Research Attempts to Bring Literary Machine Translation Closer to Human Quality

While Dr. B.J. Woodstein, Professor, Translator, and Writer, emphasized on a SlatorPod in April 2024 the crucial role of human intervention in literary translation — particularly in handling linguistic nuances and cultural concepts that surpass the capabilities of AI or machine translation (MT) — researchers from Aalborg University and the University of Groningen set out to improve literary MT to better preserve the stylistic and creative elements of the original text.

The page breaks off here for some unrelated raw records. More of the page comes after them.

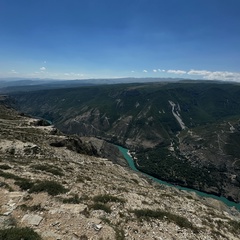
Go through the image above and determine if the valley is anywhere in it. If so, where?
[12,81,240,202]
[0,96,240,240]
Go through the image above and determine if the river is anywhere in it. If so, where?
[118,146,240,211]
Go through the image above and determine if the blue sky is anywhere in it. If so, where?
[0,0,240,81]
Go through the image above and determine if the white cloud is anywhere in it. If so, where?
[11,69,18,74]
[187,69,240,81]
[187,69,211,76]
[167,70,187,75]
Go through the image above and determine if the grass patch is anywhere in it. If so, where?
[0,182,13,192]
[19,204,45,212]
[29,181,68,196]
[61,194,81,204]
[114,227,125,240]
[0,227,41,240]
[228,220,240,233]
[31,164,64,176]
[15,178,34,191]
[93,194,126,204]
[132,209,198,232]
[90,203,112,213]
[0,164,11,170]
[0,170,23,180]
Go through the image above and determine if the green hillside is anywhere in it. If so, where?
[12,81,240,201]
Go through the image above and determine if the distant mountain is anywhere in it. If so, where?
[12,81,240,202]
[0,78,180,93]
[0,96,240,240]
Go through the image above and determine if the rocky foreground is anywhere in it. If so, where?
[0,98,240,240]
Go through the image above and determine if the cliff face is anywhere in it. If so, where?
[0,96,240,240]
[14,83,240,202]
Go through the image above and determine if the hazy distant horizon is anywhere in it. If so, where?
[0,0,240,81]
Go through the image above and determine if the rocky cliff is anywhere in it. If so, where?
[0,98,240,240]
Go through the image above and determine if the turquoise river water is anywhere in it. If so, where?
[118,146,240,211]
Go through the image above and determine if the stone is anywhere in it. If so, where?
[22,214,43,226]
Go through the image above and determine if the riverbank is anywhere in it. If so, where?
[118,146,240,211]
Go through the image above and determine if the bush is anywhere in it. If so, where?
[29,181,67,196]
[62,194,81,204]
[15,179,34,190]
[133,209,198,232]
[31,164,64,176]
[0,227,41,240]
[0,164,11,170]
[93,194,126,203]
[19,204,45,212]
[90,203,112,213]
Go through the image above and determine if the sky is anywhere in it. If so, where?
[0,0,240,81]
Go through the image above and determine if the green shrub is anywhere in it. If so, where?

In their research paper published on August 30, 2024, the researchers explained that lexical diversity — the range of unique words used in a text — is important in literature “where it matters not only what is written, but also how it is written.”

However, they noted that MT systems often produce translations that are “lexically poorer” than those generated by human translators, leading to a loss of stylistic nuance.

To address this issue, they proposed an approach to recover the “lost” lexical diversity in MT through a tailored re-ranking of translation candidates. Rather than applying a rigid increase in lexical diversity across all texts, their approach adapts the recovery process to align with the diversity of the original work.

Model-Agnostic

The process begins with the MT system generating multiple translation hypotheses for a given source text. A classifier then accesses these hypotheses, estimating the likelihood that each one resembles an original text in the target language. Additionally, each original text is assigned a lexical diversity score that reflects its vocabulary richness, which is factored into the re-ranking process.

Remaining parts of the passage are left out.